Skip to content

Investigation Report: Indexing Delay / Zero Indexed Pages

Date: 2026-01-19 Subject: Job 6 "indexed_pages" count remaining at 0 despite WARC generation. Status: RESOLVED (Expected Behavior)

Issue Description

During the deployment of the 2026 Annual Crawl Hardening, it was observed that Job 6 (Health Canada) had generated 56 WARC files but the indexed_pages metric in the database remained at 0. This raised concerns that the indexing pipeline was broken or stalled.

Investigation Steps (Phase 5)

  1. Static Analysis: Searched for index_job calls in the worker source code.
  2. Runtime Analysis: Verified healtharchive-worker logs.
  3. State Verification: Checked filesystem for WARCs vs DB status.

Findings

  1. Indexing is Terminal: Code analysis of src/ha_backend/worker/main.py confirmed that index_job(job_id) is only called after the crawl loop exits successfully. Unlike some crawlers that index incrementally, HealthArchive currently indexes in batches after the crawl completes.

  2. Crawl is Active: Job 6 is still in running state.
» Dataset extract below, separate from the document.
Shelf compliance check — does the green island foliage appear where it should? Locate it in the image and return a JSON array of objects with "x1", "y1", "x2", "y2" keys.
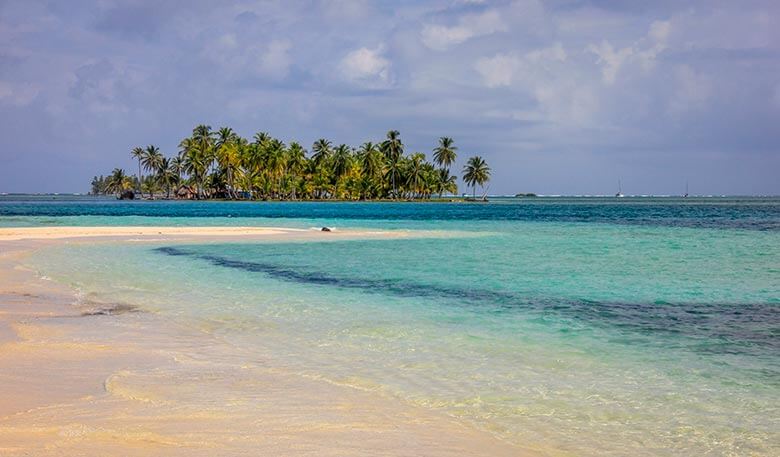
[{"x1": 91, "y1": 125, "x2": 490, "y2": 200}]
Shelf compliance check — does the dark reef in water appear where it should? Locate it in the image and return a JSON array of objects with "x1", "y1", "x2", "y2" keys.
[{"x1": 155, "y1": 247, "x2": 780, "y2": 366}]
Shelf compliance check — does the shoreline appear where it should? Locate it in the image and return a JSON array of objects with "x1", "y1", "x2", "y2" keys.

  3. 56 WARC files exist on disk.
  4. last_progress timestamps are updating.

  5. Conclusion: The indexed_pages=0 metric is correct for a running job. It will update to the full count once the job finishes and the indexing phase begins.

Hardening Actions Taken

To prevent future confusion and catch actual indexing failures:

  1. New Alert: IndexingNotStartedAfterCrawl (in prometheus-alerts-crawl.yml).
  2. Fires if status='completed' AND indexed_pages=0 for > 1 hour.
  3. Runbook: docs/operations/runbooks/indexing-not-started.md.

Resolution

No fix required. The system is functioning as designed. Monitoring will alert if the post-crawl indexing fails.